Développement vertueux _D'autres entreprises dans des secteurs traditionnels ont
démontré la possibilité d'un modèle de développement vertueux. À l'échelle européenne,
Danone est parvenu à associer les vertus les plus porteuses de la société civile avec un
développement économique rentable et en forte croissance. L'un des plus grands succès
de Franck Riboud a été de permettre à son groupe et donc à ses équipes de moins
ressentir la pression sur les marges exercée quotidiennement par la grande distribution.

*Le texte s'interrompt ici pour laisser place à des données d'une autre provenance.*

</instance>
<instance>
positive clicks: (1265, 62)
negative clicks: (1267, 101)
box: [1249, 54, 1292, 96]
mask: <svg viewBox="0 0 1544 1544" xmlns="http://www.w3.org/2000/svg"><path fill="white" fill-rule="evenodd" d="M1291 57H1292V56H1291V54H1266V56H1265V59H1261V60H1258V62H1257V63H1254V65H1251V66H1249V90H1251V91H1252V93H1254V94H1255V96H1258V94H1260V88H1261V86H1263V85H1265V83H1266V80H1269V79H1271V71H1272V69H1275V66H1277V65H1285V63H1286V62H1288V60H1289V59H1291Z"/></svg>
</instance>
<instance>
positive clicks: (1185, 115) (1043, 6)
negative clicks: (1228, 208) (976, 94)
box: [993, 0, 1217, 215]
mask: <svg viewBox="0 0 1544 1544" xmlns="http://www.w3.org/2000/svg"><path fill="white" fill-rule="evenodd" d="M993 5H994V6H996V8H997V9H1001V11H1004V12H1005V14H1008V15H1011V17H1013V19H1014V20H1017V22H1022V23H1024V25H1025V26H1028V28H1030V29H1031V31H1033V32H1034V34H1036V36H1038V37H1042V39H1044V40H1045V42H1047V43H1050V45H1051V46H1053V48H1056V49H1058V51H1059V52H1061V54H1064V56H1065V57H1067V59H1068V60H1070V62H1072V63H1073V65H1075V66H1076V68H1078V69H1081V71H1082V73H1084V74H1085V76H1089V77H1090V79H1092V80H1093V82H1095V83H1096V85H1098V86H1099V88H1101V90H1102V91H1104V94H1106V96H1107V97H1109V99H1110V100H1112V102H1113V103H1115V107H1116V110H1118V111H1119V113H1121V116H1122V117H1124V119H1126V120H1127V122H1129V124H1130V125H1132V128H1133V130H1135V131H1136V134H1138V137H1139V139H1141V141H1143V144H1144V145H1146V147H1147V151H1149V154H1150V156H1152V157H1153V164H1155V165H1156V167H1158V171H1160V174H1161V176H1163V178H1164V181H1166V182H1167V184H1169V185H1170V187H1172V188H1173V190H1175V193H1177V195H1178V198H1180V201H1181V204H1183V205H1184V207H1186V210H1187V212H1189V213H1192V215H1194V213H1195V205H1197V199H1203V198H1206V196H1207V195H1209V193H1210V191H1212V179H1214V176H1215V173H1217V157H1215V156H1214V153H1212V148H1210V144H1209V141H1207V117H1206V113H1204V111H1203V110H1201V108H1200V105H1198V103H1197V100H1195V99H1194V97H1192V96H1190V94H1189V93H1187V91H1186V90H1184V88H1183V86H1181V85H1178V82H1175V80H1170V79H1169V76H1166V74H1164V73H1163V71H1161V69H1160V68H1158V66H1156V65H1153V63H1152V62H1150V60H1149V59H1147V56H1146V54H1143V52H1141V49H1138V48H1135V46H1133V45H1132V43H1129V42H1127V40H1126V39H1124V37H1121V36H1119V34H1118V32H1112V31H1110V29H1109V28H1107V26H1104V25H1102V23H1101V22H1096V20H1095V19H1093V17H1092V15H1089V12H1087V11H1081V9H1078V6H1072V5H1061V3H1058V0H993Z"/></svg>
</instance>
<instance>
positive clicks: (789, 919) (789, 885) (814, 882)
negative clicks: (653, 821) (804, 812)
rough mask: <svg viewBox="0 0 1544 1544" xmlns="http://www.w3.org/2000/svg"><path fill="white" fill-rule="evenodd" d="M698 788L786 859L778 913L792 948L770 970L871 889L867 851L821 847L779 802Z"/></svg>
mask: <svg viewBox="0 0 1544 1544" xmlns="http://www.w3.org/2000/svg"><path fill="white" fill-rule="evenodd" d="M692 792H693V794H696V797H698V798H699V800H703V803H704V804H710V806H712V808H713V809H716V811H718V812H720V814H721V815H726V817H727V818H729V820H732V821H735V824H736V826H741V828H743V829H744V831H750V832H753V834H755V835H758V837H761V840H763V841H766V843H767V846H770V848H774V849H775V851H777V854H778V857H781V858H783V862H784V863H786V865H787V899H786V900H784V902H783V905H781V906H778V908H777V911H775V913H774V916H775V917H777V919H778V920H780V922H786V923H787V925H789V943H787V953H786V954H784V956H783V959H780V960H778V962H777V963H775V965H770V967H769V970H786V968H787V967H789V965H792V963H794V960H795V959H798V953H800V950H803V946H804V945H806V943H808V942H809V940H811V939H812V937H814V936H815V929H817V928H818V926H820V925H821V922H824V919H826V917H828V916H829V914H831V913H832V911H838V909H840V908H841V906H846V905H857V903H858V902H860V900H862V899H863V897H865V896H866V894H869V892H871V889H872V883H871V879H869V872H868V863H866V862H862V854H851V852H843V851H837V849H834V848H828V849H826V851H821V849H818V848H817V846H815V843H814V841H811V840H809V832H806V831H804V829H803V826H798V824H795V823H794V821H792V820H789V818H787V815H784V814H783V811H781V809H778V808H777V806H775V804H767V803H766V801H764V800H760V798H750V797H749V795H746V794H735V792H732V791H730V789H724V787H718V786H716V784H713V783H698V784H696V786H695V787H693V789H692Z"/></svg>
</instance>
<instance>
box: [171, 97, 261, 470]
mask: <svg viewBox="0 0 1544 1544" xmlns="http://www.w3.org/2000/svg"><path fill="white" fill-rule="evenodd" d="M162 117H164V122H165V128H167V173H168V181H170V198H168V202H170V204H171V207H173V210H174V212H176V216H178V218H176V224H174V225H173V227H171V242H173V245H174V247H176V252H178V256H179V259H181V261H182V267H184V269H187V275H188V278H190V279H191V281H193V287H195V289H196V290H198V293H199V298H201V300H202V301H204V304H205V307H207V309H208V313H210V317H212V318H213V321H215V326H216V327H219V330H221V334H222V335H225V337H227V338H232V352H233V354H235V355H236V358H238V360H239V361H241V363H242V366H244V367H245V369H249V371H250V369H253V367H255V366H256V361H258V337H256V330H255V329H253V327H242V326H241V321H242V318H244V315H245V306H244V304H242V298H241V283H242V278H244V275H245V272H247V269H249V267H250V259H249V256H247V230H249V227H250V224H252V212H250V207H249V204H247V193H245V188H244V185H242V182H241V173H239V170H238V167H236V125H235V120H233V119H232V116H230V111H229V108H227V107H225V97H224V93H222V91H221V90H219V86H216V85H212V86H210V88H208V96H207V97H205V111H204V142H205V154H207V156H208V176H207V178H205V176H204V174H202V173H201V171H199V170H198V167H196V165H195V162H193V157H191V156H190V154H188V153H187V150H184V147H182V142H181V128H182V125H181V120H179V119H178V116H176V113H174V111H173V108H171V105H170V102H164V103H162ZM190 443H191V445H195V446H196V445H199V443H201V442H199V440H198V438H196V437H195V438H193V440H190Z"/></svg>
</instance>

En une dizaine d'années, Danone a su se développer sur des territoires géographiques
nouveaux et concevoir des produits moins sensibles à la pression des prix. Il faut un
certain courage et une pensée ingénieuse pour concevoir et mener de telles stratégies et
modèles de développement. L'intelligence intuitivtive est précieuse en la matière ; elle se
définit comme la combinaison singulière de quatre aptitudes :
la capacité à penser de façon holistique afin de dépasser la pensée traditionnelle
fragmentée qui tend à réduire l'entreprise à une entité essentiellement économique ;
la capacité à penser de façon paradoxale, en particulier, ne pas opposer raison à instinct,
mais bien au contraire, à en comprendre la complémentarité ;
la capacité à observer et être à l'écoute de nos sens pour enrichir le processus analytique
de nos perceptions subtiles, c'est-à-dire au-delà des apparences ;
la capacité à diriger par influence et non par imposition suivant l'idée que nous sommes
en relation avec un monde en évolution permanente et que notre relation avec le monde
est elle-même essentiellement évolutive.
Lors de la semaine Visions of Leadership, organisée chaque année sur le campus HEC
(1), de grands dirigeants parmi lesquels Jean Paul Agon (L'Oréal), Phil Bentley (British
Gas), Daniel Bernard (Provestis, ex Carrefour), Isabelle Capron (Fauchon), Henri de
Castries (AXA), Jean René Fourtou (Vivendi), Georgia Garinois (Johnson et Johnson),
Cyrille Vigneron (Cartier France) ou le Général Georgelin sont chacun venus parler à
différents moments de leur expérience de leader. Tous ont souligné l'importance cruciale
de leur intuition et de leur instinct dans leur succès. L'intelligence intuitive se cultive et se
développe. Elle est enseignée aux étudiants du MBA HEC de façon expérientielle à partir
d'un corpus théorique s'appuyant sur les dernières recherches en science des organisations
et sciences cognitives. Une méthode de management a été également conçue pour la
mettre à l'oeuvre dans l'entreprise, pour penser le leadership de façon innovante et
responsable et concevoir des modèles de développement vertueux au sein de la
complexité du monde économique global.
Pour être opérante, cette approche doit s'accompagner d'une qualité fondamentale chez le
leader : le caractère. Il s'agit de la qualité nécessaire pour parvenir à renoncer aux
habitudes et satisfactions immédiates et inventer d'autres modes de croissance présentant
tout autant de bénéfices économiques à terme sans induire les inconvénients que nous
connaissons à nos modes de développement actuels. C'est vraisemblablement pourquoi le
MBA HEC a été conçu comme un « MBA that builds character ».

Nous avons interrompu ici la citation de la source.